In a Vast, Sleepy Valley

In sleep, our world balloons endlessly as our dreams spin fibers of imagination into vast tapestries of otherness. These are shot through with pieces and parts of things drawn from our waking lives and dotted with peculiar structures of meaning, the significance of which flees quickly upon sleep’s end. We grasp at this meaning that so recently seemed so very concrete as it sublimates into a frail wisp of something that was…something. You swear it was. It was something.

In the day, fragments of dreams may come back to us, especially if the dream itself was something onto which we attempted to hold tightly as the morning light left us blinking uncomfortably, the other world lurching and draining out of our eyes. Something funny, something scary, something mysterious hangs there in the haze. Something worth grasping at. A familiar face we only see in dreams. A symbol of something we would like to hold in our hands and examine more carefully.

I remember waking from a nightmare as a small boy. The details of the dream itself escape me now, but in the dream, I held small metal objects in my hands. They were shaped vaguely like inch-long dumbbells. In the dream, if I lost them, my father would die.

My mother woke me from the dream and tried to comfort me. And as I woke, I could still feel these objects in my hands, but I quickly realized that they were shrinking, smaller and smaller, smaller and smaller. I couldn’t explain to my mother what was happening. Nor could I prevent them from slipping away from me, eventually dissolving completely between my fingers at the moment I was fully awake.

These things are like a morning fog that burns off with the sun. Even when they were there, you could never really take hold of them. They are real but intangible. You can’t really transport them cleanly from the dream world to the waking world. Whatever you manage to hold onto becomes distorted, damaged in the process.

But there is also an in-between place that flickers into existence to temporarily bridge the two worlds.

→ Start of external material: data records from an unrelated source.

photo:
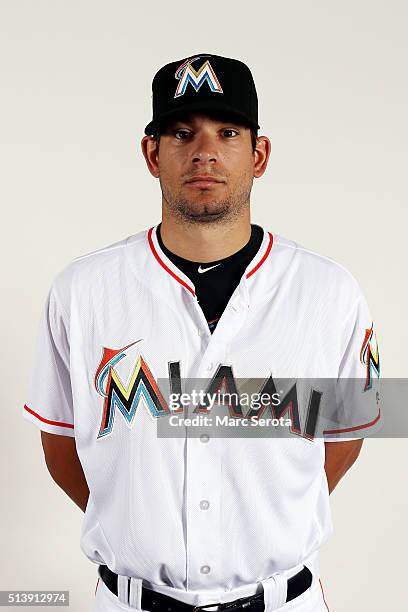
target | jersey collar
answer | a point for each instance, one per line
(170, 268)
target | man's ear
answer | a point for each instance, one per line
(151, 154)
(262, 152)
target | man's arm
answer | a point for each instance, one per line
(64, 466)
(340, 456)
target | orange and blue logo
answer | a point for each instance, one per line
(187, 74)
(369, 356)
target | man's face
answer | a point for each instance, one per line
(202, 147)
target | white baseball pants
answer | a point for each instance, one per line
(312, 600)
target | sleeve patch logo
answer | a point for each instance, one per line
(369, 356)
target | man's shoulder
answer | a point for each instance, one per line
(87, 268)
(318, 270)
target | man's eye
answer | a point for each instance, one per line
(181, 134)
(227, 132)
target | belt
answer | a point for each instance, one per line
(157, 602)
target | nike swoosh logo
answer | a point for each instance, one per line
(201, 270)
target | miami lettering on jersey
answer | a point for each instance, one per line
(187, 74)
(369, 356)
(142, 382)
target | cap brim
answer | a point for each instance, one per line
(209, 105)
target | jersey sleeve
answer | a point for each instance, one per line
(357, 411)
(49, 402)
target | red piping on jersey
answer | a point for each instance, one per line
(47, 420)
(325, 603)
(155, 253)
(259, 264)
(373, 422)
(180, 280)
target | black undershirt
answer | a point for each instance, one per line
(215, 287)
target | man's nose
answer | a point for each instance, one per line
(204, 149)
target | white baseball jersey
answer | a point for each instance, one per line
(202, 514)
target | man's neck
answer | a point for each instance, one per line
(205, 242)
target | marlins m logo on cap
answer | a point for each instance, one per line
(186, 74)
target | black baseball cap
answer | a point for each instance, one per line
(203, 82)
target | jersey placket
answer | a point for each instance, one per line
(205, 542)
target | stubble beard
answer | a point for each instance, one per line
(218, 211)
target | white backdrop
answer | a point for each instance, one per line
(76, 95)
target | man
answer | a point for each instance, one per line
(183, 521)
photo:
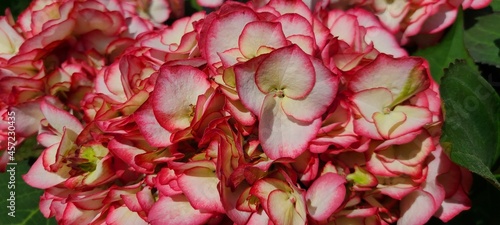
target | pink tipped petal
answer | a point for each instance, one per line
(282, 136)
(281, 207)
(289, 70)
(40, 178)
(403, 77)
(372, 100)
(249, 93)
(59, 118)
(317, 101)
(176, 210)
(151, 130)
(123, 215)
(199, 184)
(176, 93)
(451, 207)
(386, 123)
(223, 33)
(325, 195)
(416, 208)
(365, 128)
(416, 118)
(259, 34)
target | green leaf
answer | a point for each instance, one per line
(471, 129)
(495, 5)
(483, 38)
(449, 49)
(16, 7)
(28, 149)
(26, 198)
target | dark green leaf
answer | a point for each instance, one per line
(472, 126)
(16, 7)
(26, 199)
(495, 5)
(483, 39)
(484, 210)
(449, 49)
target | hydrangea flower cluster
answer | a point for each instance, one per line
(256, 113)
(421, 21)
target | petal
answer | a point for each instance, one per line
(416, 208)
(40, 178)
(150, 128)
(123, 215)
(249, 93)
(416, 118)
(403, 77)
(224, 32)
(372, 100)
(386, 123)
(287, 69)
(176, 210)
(316, 102)
(59, 118)
(176, 92)
(281, 207)
(258, 34)
(282, 136)
(325, 195)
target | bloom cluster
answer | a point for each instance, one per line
(256, 113)
(421, 21)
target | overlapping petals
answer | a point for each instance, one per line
(256, 113)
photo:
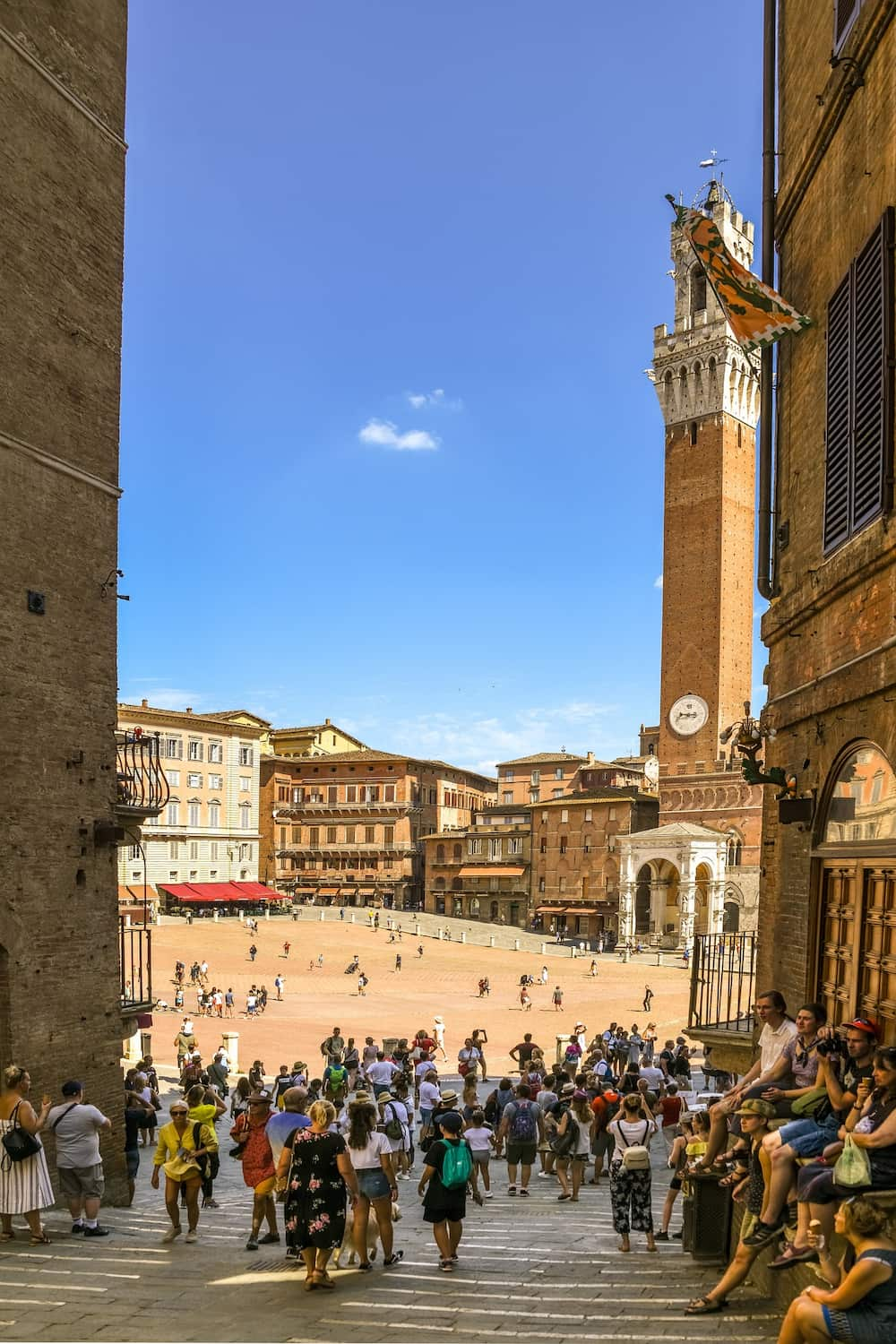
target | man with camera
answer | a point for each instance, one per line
(844, 1058)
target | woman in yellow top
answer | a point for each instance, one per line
(177, 1155)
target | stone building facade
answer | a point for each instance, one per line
(347, 828)
(62, 163)
(708, 392)
(209, 828)
(828, 927)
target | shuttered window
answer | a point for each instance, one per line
(858, 429)
(845, 13)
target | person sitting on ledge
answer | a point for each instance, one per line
(861, 1304)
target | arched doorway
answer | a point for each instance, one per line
(642, 900)
(856, 892)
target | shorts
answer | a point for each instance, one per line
(82, 1182)
(602, 1144)
(374, 1183)
(806, 1137)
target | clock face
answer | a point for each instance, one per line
(688, 715)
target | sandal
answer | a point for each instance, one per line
(705, 1305)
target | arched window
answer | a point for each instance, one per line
(697, 289)
(856, 892)
(734, 849)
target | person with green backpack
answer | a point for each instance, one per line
(449, 1171)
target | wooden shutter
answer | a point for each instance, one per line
(858, 425)
(839, 363)
(872, 416)
(844, 13)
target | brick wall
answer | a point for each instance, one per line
(61, 237)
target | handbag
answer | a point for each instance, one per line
(853, 1167)
(809, 1102)
(18, 1142)
(635, 1156)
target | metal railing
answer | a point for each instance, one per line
(134, 960)
(142, 785)
(723, 981)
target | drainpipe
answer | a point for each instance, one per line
(764, 577)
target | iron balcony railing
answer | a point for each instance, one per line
(723, 981)
(134, 960)
(142, 785)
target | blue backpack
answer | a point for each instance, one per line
(522, 1128)
(457, 1164)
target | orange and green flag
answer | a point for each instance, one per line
(755, 312)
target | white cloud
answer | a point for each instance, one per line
(435, 400)
(386, 435)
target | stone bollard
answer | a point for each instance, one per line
(230, 1042)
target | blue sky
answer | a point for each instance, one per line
(392, 279)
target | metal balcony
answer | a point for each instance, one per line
(142, 787)
(134, 961)
(723, 978)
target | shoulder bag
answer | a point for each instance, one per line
(18, 1142)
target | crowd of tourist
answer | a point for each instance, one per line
(805, 1142)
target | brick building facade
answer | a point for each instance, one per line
(62, 161)
(828, 926)
(347, 828)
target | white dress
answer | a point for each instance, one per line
(24, 1187)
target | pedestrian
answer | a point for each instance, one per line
(479, 1136)
(24, 1180)
(258, 1168)
(630, 1175)
(449, 1168)
(77, 1128)
(573, 1150)
(314, 1168)
(179, 1156)
(134, 1118)
(522, 1126)
(378, 1190)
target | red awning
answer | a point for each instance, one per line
(258, 892)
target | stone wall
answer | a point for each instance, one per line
(61, 234)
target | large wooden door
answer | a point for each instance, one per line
(857, 941)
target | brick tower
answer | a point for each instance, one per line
(708, 392)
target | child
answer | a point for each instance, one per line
(481, 1140)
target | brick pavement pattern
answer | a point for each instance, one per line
(528, 1271)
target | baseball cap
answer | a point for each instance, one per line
(866, 1024)
(755, 1107)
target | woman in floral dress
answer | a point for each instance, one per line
(314, 1168)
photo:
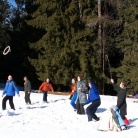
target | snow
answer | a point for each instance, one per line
(58, 119)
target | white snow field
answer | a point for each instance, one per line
(57, 119)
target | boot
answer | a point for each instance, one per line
(89, 118)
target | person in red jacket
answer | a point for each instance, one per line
(73, 88)
(45, 87)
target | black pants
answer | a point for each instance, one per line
(44, 96)
(91, 109)
(80, 108)
(70, 97)
(10, 98)
(27, 98)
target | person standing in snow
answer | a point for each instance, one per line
(73, 88)
(95, 101)
(9, 90)
(81, 97)
(73, 94)
(121, 98)
(45, 87)
(27, 89)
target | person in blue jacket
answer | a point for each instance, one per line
(9, 91)
(95, 101)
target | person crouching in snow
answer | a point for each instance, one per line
(45, 87)
(9, 90)
(73, 88)
(74, 94)
(95, 101)
(121, 98)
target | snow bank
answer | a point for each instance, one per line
(58, 119)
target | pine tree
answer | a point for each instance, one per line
(4, 24)
(128, 43)
(66, 49)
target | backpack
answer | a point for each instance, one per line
(109, 121)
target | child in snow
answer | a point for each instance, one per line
(81, 95)
(9, 90)
(95, 101)
(45, 87)
(121, 98)
(73, 88)
(27, 89)
(73, 94)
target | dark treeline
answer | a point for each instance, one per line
(61, 39)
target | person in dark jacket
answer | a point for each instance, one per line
(121, 98)
(95, 101)
(9, 90)
(27, 89)
(81, 95)
(45, 87)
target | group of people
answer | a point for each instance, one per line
(81, 95)
(11, 88)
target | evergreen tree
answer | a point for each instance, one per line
(4, 24)
(127, 41)
(66, 49)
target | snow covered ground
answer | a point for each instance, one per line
(57, 119)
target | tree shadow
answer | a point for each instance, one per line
(100, 110)
(36, 107)
(58, 100)
(132, 120)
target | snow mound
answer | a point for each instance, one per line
(58, 119)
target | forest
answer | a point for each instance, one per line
(62, 39)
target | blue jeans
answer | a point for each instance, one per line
(73, 100)
(44, 96)
(91, 109)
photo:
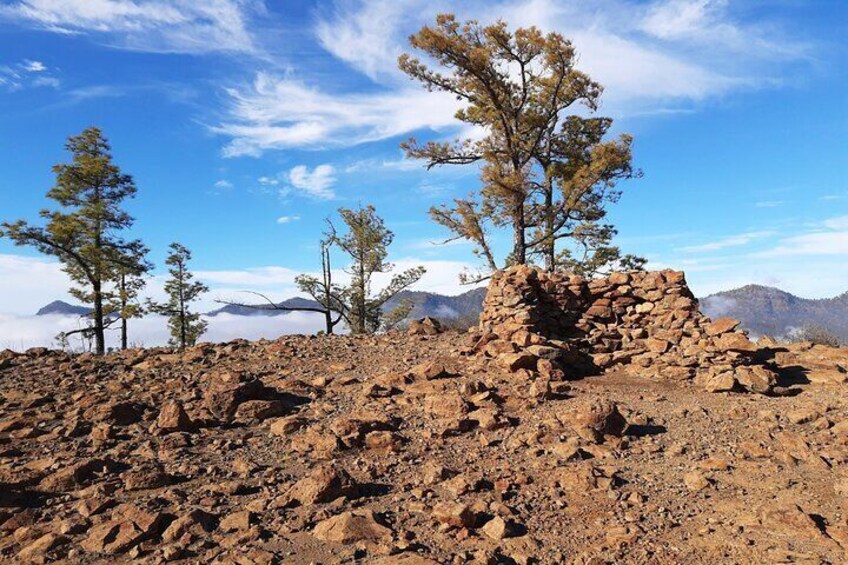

It materializes when a door opens to the waking world, and the sleeping world begins to leak out, slow and fast all at once, like a somnolent, ground-hugging cloud.

These clouds create a suction as they flow out the door, the vacuum expanding cavernously into dreamspace and sucking the real world into it. Tendrils of the ether pull strands of the real into the unreal.

I have visited this place many times.

Recently, I have found myself partly awake in the dead of the night. The physical space around me is distorted, stretched into impossible proportions. My girlfriend, while in reality just at my side in our small bed, seems impossibly far away. How did she get all the way over there? A great valley seems to stretch out between us, dark and populated with strange trees. I worry that she is too far away and I don’t understand how we wound up in this situation. But then, with great effort, I manage to extend my arm out toward her. It elongates into the darkness, stretching across the vast, sleepy valley until it finds her.

I pull her to me and the distance closes until she is finally right there once again, next to me and sleeping peacefully, wholly unaware of either our separation or my struggle to get her back.